Counting the cold: do flowering plants encode winter memory with large nuclear assemblies?

Abstract number
107
Presentation Form
Contributed Talk
DOI
10.22443/rms.mmc2023.107
Corresponding Email
[email protected]
Session
Optical Imaging of Fast Dynamic Processes
Authors
Dr Alex Payne-Dwyer (2), Dr Govind Menon (1), Dr Geng-Jen Jang (1), Prof. Dame Caroline Dean (1), Prof Martin Howard (1), Prof. Mark Leake (2)
Affiliations
1. John Innes Centre
2. University of York
Keywords

Epigenetic memory

Protein assembly

Molecular counting

Single molecule imaging

Diffusion

Plant imaging

Abstract text

Canonical epigenetic regulation involves addition of chemical marks, such as trimethylation, to histones. These marks encode silenced genetic states and maintain functional memory and state switching in cells. However, the small number of marks at each locus means this process alone is insufficient to retain memory over multiple cell cycles. We consider a complementary framework [1] in which large protein assemblies can provide the robust feedback needed to avoid degradation of memory, and demonstrate rapid single-molecule imaging to support this model.

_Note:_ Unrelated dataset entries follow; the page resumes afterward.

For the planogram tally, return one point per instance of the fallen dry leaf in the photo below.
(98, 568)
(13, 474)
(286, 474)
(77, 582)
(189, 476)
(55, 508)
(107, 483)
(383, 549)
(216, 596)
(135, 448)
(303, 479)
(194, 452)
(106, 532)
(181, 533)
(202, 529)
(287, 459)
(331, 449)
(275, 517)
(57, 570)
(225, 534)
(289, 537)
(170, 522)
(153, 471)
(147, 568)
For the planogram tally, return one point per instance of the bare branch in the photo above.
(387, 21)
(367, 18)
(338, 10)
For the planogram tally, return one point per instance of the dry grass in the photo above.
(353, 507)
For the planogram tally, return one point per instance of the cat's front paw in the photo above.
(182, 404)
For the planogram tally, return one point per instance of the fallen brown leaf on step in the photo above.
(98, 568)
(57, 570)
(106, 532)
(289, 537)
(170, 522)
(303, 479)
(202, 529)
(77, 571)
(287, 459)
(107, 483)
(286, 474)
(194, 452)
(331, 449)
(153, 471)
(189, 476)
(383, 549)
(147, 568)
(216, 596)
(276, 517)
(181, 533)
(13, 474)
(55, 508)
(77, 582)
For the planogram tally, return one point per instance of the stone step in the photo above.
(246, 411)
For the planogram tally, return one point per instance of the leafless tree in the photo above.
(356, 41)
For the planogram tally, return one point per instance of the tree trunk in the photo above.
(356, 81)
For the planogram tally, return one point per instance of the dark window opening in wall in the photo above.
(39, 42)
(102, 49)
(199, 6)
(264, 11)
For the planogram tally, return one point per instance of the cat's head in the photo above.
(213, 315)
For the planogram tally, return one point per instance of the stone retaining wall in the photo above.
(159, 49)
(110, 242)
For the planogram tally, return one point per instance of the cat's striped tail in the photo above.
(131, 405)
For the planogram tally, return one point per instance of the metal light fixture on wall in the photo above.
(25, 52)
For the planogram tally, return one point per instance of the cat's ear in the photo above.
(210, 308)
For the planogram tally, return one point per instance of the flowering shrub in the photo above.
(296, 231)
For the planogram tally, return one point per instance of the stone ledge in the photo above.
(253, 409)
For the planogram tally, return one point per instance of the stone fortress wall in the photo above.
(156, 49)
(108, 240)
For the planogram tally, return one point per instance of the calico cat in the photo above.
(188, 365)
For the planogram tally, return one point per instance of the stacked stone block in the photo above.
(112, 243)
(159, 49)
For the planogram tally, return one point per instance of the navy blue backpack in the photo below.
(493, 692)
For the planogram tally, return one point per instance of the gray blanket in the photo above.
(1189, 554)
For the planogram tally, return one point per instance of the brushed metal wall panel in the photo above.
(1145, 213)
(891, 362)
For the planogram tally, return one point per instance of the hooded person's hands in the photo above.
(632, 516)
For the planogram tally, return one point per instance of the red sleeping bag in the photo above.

Silencing of the gene FLOWERING LOCUS C (FLC) in Arabidopsis thaliana directly regulates timing of flowering after winter [2].  We adapt single-molecule microscopy [3] to the SlimVar technique for imaging live root tips.  We then track the in vivo dynamics of the Polycomb-interacting protein, VRN5, and its counterpart VIN3, which is induced at low temperatures [4]. 

We find that these proteins form striking, dynamic assemblies of tens of molecules in the nucleus in response to prolonged cold exposure. These assemblies are sufficiently large and persistent to act as strong candidates in our model for initiating and maintaining the silenced state of the FLC gene, leading to vernal flowering.  Our model indicates that the robust statistics of self-assembly could have important, general implications for epigenetic processes in eukaryotes.

Figure. SlimVar resolves single particle dynamics of VIN3 and VRN5 in live root tips. A) Confocal image of VRN5, scale bar 10 µm. B,C) Airyscan images of VIN3 and VRN5 after cold exposure showing assemblies. Dynamics represented by median (cyan) and standard deviation (magenta) of intensity over ~100 ms exposure, indicating faster detected motion of VRN5 compared to VIN3 assemblies; scale bars 2 µm. D) SlimVar microscopy of VRN5 reveals distinct assemblies with differential mobility on the timescale of ~10 ms; scale bar 5 µm.


References

[1] Lövkvist, C. et al. (2021) eLife 10:e66454.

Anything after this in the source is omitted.